You talked about whether or not I had asked God for forgiveness. The truth is I hadn’t thought about it. As much as I hate to admit it, I hadn’t thought about anything other than you. I don’t want to be someone who doesn’t think about it. If you were to ask me that question again, I would honestly say that I have asked for forgiveness and I believe God gave it to me. And somehow, I think he’s used all of this to pull me closer to him. I realize now that somewhere along the line I started putting him on the back burner—in my own life and in our relationship. I really am so sorry, Cadie.
I need to address the second part of the statement too. “I’m sorry that we made love.” Just saying that doesn’t feel adequate, though. It needs all sorts of qualifiers. I’m sorry that it happened when it did. I’m sorry we weren’t married. I’m sorry your first time will always be something you wish hadn’t happened. I’m sorry that I wasn’t more understanding and sensitive to what it was like for you.

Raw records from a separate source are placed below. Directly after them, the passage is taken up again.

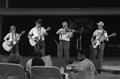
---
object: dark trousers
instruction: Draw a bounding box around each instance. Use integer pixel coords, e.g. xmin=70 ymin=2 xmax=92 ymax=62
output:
xmin=34 ymin=40 xmax=45 ymax=56
xmin=58 ymin=40 xmax=70 ymax=64
xmin=10 ymin=43 xmax=19 ymax=55
xmin=93 ymin=42 xmax=105 ymax=66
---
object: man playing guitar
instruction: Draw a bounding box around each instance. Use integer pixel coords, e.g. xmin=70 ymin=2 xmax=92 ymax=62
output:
xmin=91 ymin=21 xmax=109 ymax=68
xmin=3 ymin=25 xmax=25 ymax=55
xmin=28 ymin=19 xmax=51 ymax=57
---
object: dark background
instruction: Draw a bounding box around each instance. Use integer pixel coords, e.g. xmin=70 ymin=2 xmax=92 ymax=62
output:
xmin=8 ymin=0 xmax=120 ymax=8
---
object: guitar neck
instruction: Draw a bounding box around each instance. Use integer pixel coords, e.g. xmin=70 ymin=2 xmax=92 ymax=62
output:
xmin=107 ymin=34 xmax=115 ymax=38
xmin=46 ymin=27 xmax=51 ymax=31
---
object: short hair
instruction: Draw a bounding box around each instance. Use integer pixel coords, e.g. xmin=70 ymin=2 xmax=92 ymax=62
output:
xmin=62 ymin=21 xmax=68 ymax=26
xmin=35 ymin=19 xmax=42 ymax=24
xmin=32 ymin=56 xmax=45 ymax=66
xmin=78 ymin=49 xmax=89 ymax=58
xmin=7 ymin=54 xmax=22 ymax=64
xmin=10 ymin=25 xmax=16 ymax=32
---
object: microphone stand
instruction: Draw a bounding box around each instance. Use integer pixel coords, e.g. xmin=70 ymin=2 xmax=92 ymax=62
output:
xmin=77 ymin=27 xmax=83 ymax=59
xmin=79 ymin=27 xmax=83 ymax=50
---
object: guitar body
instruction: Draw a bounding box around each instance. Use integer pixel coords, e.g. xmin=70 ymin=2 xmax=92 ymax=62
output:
xmin=2 ymin=41 xmax=13 ymax=51
xmin=29 ymin=38 xmax=37 ymax=46
xmin=92 ymin=40 xmax=101 ymax=48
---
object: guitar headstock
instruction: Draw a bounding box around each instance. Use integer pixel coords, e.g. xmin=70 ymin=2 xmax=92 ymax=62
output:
xmin=111 ymin=33 xmax=116 ymax=37
xmin=46 ymin=27 xmax=51 ymax=31
xmin=21 ymin=30 xmax=26 ymax=34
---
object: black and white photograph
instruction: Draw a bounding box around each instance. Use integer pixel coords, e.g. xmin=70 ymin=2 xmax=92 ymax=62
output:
xmin=0 ymin=0 xmax=120 ymax=79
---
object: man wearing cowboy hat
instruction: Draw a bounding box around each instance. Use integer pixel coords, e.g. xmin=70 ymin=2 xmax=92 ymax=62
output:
xmin=91 ymin=21 xmax=109 ymax=68
xmin=28 ymin=19 xmax=50 ymax=57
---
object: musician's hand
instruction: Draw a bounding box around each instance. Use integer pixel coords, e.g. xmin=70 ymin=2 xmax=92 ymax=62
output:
xmin=72 ymin=29 xmax=76 ymax=32
xmin=45 ymin=32 xmax=48 ymax=35
xmin=17 ymin=36 xmax=20 ymax=41
xmin=74 ymin=68 xmax=79 ymax=73
xmin=18 ymin=38 xmax=20 ymax=41
xmin=106 ymin=37 xmax=109 ymax=41
xmin=8 ymin=41 xmax=13 ymax=46
xmin=28 ymin=35 xmax=31 ymax=39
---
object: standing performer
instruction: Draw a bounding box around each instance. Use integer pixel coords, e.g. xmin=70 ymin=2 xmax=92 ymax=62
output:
xmin=91 ymin=21 xmax=109 ymax=67
xmin=28 ymin=19 xmax=51 ymax=56
xmin=56 ymin=21 xmax=75 ymax=64
xmin=3 ymin=25 xmax=25 ymax=55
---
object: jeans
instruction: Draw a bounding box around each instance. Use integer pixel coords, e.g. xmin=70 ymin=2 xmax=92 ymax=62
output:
xmin=58 ymin=40 xmax=70 ymax=64
xmin=93 ymin=42 xmax=105 ymax=67
xmin=10 ymin=43 xmax=19 ymax=55
xmin=34 ymin=40 xmax=45 ymax=56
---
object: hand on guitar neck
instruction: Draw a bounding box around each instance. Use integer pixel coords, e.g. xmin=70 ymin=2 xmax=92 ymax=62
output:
xmin=44 ymin=27 xmax=51 ymax=35
xmin=16 ymin=30 xmax=25 ymax=42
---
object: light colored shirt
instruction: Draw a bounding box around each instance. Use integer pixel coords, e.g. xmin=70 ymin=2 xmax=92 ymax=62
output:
xmin=93 ymin=29 xmax=108 ymax=40
xmin=28 ymin=26 xmax=46 ymax=41
xmin=77 ymin=59 xmax=96 ymax=79
xmin=56 ymin=28 xmax=73 ymax=41
xmin=4 ymin=32 xmax=19 ymax=42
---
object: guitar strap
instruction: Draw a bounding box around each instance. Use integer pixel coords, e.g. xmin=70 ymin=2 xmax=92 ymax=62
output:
xmin=12 ymin=32 xmax=14 ymax=41
xmin=39 ymin=27 xmax=42 ymax=40
xmin=36 ymin=27 xmax=42 ymax=41
xmin=12 ymin=32 xmax=16 ymax=41
xmin=99 ymin=30 xmax=106 ymax=44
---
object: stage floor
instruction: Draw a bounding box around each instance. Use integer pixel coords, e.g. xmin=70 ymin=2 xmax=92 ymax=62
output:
xmin=102 ymin=57 xmax=120 ymax=70
xmin=70 ymin=57 xmax=120 ymax=70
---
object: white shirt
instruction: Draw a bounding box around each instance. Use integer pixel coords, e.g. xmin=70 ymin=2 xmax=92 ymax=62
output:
xmin=93 ymin=29 xmax=108 ymax=40
xmin=77 ymin=59 xmax=96 ymax=79
xmin=4 ymin=32 xmax=19 ymax=42
xmin=28 ymin=26 xmax=46 ymax=41
xmin=56 ymin=28 xmax=73 ymax=41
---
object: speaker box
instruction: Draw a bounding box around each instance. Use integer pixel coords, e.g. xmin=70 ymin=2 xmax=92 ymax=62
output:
xmin=51 ymin=58 xmax=66 ymax=69
xmin=90 ymin=59 xmax=101 ymax=73
xmin=90 ymin=45 xmax=97 ymax=59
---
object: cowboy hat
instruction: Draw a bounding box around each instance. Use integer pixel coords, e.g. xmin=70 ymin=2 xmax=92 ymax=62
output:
xmin=97 ymin=21 xmax=104 ymax=26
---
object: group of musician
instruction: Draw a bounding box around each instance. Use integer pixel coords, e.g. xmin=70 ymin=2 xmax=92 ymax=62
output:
xmin=2 ymin=19 xmax=110 ymax=65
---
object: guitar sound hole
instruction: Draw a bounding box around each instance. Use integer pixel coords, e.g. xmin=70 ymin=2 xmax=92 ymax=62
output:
xmin=8 ymin=42 xmax=13 ymax=46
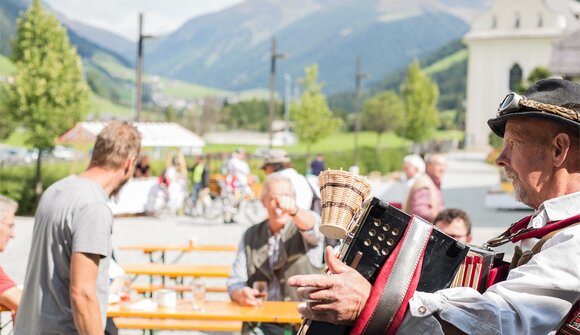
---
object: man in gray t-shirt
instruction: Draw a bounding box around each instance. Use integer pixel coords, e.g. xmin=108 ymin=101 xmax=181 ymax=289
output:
xmin=16 ymin=122 xmax=141 ymax=334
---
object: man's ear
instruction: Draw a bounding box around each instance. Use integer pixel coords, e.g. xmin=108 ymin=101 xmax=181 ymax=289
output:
xmin=552 ymin=133 xmax=571 ymax=168
xmin=124 ymin=156 xmax=137 ymax=176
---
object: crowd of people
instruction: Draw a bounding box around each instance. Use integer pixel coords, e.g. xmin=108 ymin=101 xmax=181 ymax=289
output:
xmin=0 ymin=78 xmax=578 ymax=335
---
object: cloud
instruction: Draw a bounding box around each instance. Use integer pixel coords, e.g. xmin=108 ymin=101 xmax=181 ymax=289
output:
xmin=43 ymin=0 xmax=245 ymax=40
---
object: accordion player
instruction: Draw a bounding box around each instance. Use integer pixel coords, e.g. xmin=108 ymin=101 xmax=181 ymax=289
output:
xmin=290 ymin=78 xmax=580 ymax=335
xmin=293 ymin=197 xmax=506 ymax=335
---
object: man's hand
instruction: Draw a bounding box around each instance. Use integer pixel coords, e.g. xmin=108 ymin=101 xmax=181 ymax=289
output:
xmin=230 ymin=287 xmax=263 ymax=307
xmin=288 ymin=246 xmax=371 ymax=325
xmin=275 ymin=195 xmax=298 ymax=216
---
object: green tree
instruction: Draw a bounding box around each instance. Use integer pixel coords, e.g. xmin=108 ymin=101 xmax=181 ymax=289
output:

I’m sorry I look so irresistible in that suit. It wasn’t fair to tempt you that way.
The tears fell harder than ever as I simultaneously laughed so hard I snorted.
“You okay?” my dad asked from the other side of the door—a little too close to the other side of the door, actually.
“Can you throw me a tissue or something?”
Seconds later the door creaked open a few inches and a roll of toilet paper flew into the closet.
“Thanks.” I tore off a few squares and blew my nose. “Now can you please not stand right by the door?”